Sabah 11.30 Şehit Mithat Caddesinde otobüs durağındayız. Yarım saatten fazla bekledik. 151 No.lu Belediye otobüsü geldi ama bizde güneş altında piştik. Bu arada ortaokuldan arkadaşım İsmail Güven’de geldi. Şu Kilyos’ta herkesin tanıdığı Serdümen İsmail (Güven). O da nereli olduğuna karar vermiş değil ya. Kilyos’lu mu, R. Fenerli mi, Sarıyerli mi? Neyse! Durakta otobüs beklerken eski günleri andık. Benden iki yaş küçük “Aynı sınıfta okuduk” dedi. Doğrudur, ben iyi öğrenmek için her sınıfı iki sene okudum da ondan olabilir (!). Kilyos’ta ayrıldık. Biz yola devam. Demirciköy Caddesine girdi otobüs. Karşımıza bir Disco çıktı. Kilyos bahsinde bunu görmemişiz. Bu demektir ki Kilyos’da bir değil iki disco var.  

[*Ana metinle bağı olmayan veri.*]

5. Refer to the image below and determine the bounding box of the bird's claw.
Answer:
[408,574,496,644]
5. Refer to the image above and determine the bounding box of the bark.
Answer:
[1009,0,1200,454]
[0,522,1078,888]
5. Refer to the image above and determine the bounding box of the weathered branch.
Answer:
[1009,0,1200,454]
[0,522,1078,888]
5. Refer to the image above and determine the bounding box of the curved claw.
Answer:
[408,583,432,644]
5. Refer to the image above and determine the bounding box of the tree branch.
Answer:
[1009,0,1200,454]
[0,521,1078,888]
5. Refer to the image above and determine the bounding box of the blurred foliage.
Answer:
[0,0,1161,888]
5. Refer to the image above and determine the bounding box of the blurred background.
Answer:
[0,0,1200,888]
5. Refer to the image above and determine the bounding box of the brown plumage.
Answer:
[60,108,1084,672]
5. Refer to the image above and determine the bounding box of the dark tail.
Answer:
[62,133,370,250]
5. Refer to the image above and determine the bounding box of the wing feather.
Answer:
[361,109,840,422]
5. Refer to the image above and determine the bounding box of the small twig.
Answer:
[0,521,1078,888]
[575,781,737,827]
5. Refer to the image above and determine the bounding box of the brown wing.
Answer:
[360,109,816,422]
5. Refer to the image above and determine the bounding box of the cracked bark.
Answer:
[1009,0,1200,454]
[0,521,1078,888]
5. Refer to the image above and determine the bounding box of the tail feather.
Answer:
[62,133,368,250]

Demirçiköy Caddesinden hızla ilerliyoruz. Yeni yeni villalar, binalar. Cadde bakımlı, asfaltlı yerinde ve tertemiz! En önemlisi de sağımız solumuz çam ağaçları ile kaplı. Köye girişte Kumsuyu çeşmesinin bulunduğu yeri aradı gözlerim. Yok! Bu mevkii Altınbaş ailesi tarafından satılmış ve burada Kumsuyu Evleri isimli site yapılmış. Kumsuyu ise artık yok! Aynı yol üzerinde eski Muhtar Orhan Erkan’ın evini aradı gözlerim. Bulamadım. Belki vardı ama büyük bina ve villalar arasında sıkışmış olmalı! Hemen detaya girmemek gerek. Öyle ya önce Demirciköy’ü tanımaya gayret edelim. Demirciköy bugünkü yerde değildi önceleri. Bunu belirtmeliyim. Bulunduğu yer, yani ilk Demirciköy, Uzunya deresinin kıyısında ve deniz sahilinde bir yerdeydi. Hıristiyan mezarlığının denize yakın ve Uzunya deresi kenarında olması bunu doğrulamaktadır.
Demirciköy’ün bu ismi almasına neden, köy halkının demircilikle uğraşmasındandır. 17. yy da köye gelen ailelerin bir kısmı deniz sahilindeki köye yerleşmiş, bir kısmı da bugünkü Demirciköy’e konmuştu. Zamanla Rumların köyü terk etmeleri, köy halkının ziraatla uğraşmaları nedeni ile aşağıdaki topluluk da yukarıya kaymış böylece bugünkü Demirci Köy meydana gelmiş.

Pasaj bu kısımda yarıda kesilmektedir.